For both tows, it is important to rinse the nets to get any lasting organisms we might not see with our own eyes into our sample. Once we’ve done this, we bring the tubes back into the wet lab where we continue to rinse them through a sieve so that only certain items are leftover. In the Neuston, we often find small fish (usually less than 3mm), baby shrimp, crabs and Jessica’s favorite, the Sargassum fish. Most recently a few flying fish got caught in our Neuston tow. Prior to pulling it up, I was enjoying watching them flit across the water- they were about all we could see in the water in the middle of the night. After being rinsed thoroughly through the sieve, we preserve them by placing the sample in a glass jar with either ethanol or formaldehyde solutions. They are preserved in ethanol for DNA work and in formaldehyde for long-term preservation. These samples are then saved to send to a lab in Poland, which is the sorting center for the SEAMAP samples.

Flying fish
Flying fish we pulled up in our Neuston tow at nighttime.

Personal Log

My stateroom
My sleeping quarters (top bunk), also known as a stateroom. My roommate is Kristin, one of the scientists on board.
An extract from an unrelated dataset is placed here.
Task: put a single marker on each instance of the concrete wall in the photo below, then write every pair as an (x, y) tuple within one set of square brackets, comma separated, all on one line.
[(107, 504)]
Well, I think I am finally getting used to the schedule of working the night shift. I am thankful that my bunk is on the bottom floor of the ship- which means it is completely dark- so that I can sleep during the daytime. Yesterday was probably one of the least busy days we’ve had so far, and because we were in deeper waters, our trawls were much smaller. This means I had a little more time to work on my blogs, which at times can be hard to fit in. It amazes me that we have internet access on the ship, and it’s not even as slow as I expected. It goes down from time to time, especially when the waters are rough. We’ve been fortunate to have pretty calm waters, aside from the first day.
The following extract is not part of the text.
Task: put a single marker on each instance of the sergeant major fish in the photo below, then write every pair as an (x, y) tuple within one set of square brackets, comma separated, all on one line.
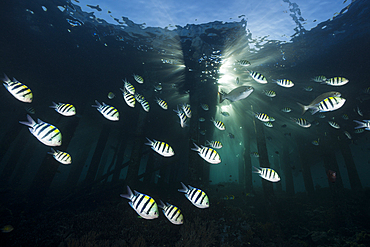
[(236, 94), (44, 132)]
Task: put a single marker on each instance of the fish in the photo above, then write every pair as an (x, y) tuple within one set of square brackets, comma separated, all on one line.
[(111, 95), (258, 77), (208, 154), (219, 125), (301, 122), (64, 109), (284, 83), (365, 124), (161, 103), (7, 228), (20, 91), (186, 109), (138, 78), (317, 100), (329, 104), (320, 78), (204, 107), (61, 157), (196, 196), (269, 93), (336, 81), (267, 173), (261, 116), (332, 176), (172, 213), (182, 117), (144, 205), (109, 112), (129, 98), (286, 109), (214, 144), (46, 133), (255, 154), (334, 124), (268, 124), (236, 94), (128, 86), (243, 62), (161, 147)]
You may have heard about Hurricane Debby on the news as it prepared to hit the Gulf. On Sunday, we were heavily debating heading back to Galveston to “bunker down” and ride out the storm. However, the storm that was forming seemed to dissipate and head in a different direction, thank goodness.  I was not thrilled about the possibility of heading back to port!
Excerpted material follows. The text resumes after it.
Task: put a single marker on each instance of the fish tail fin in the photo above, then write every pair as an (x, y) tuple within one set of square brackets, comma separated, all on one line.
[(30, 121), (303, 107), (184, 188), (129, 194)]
We had our first drills the day after we set sail. The drills- fire and abandon ship are distinguished by different types of bells, similar to using Morse code. The abandon ship drill was fun. We got to put on our survival suit, which is like a big orange Gumby suit. It not only protects you in cold water, but also makes you highly visible. I remember reading some of the former TAS blogs, and this picture was always in. Of course, I’ve got to add mine as well.

Survival Suit
Here I am in my survival suit. Judd also decided to be in the picture. 🙂

I’ve been having fun exploring different areas of the ship, even though there is only so far you can go on the ship. Yesterday, I went up to the bridge, which is the front of the ship where the captain or the NOAA Corps officers steer the ship from. You can think of it like a control center of an airplane. There are navigation charts (both computerized and paper) and radars that help guide the ship so it knows what obstacles are out there. There is a great view from the bridge that you don’t get anywhere else on the ship. It’s also fun to watch the folks down on deck when they are deploying the CTD or either of the 2 tows.

We’ve caught such an abundance of critters, I thought I’d share some of my favorite catches thus far:

cownose ray
Here I am holding a cownose ray (Rhinoptera bonasus)- my favorite catch yet. He weighed about 25lbs! This one was the highlight of my day as rays are some of my favorite ocean critters!

Atlantic sharpnose shark
One of the 4 Atlantic sharpnose sharks (Rhizoprionodon terraenovae) we’ve caught so far.

Sharksucker
A sharksucker (Echeneis naucrates)- these guys hang onto sharks to catch a ride- he’s still alive so is able to hang onto my arm!

Critter Query Time!

Critter Query #1: What is a fathom (in your own words please)?

Critter Query #2: What are the differences between skates and rays?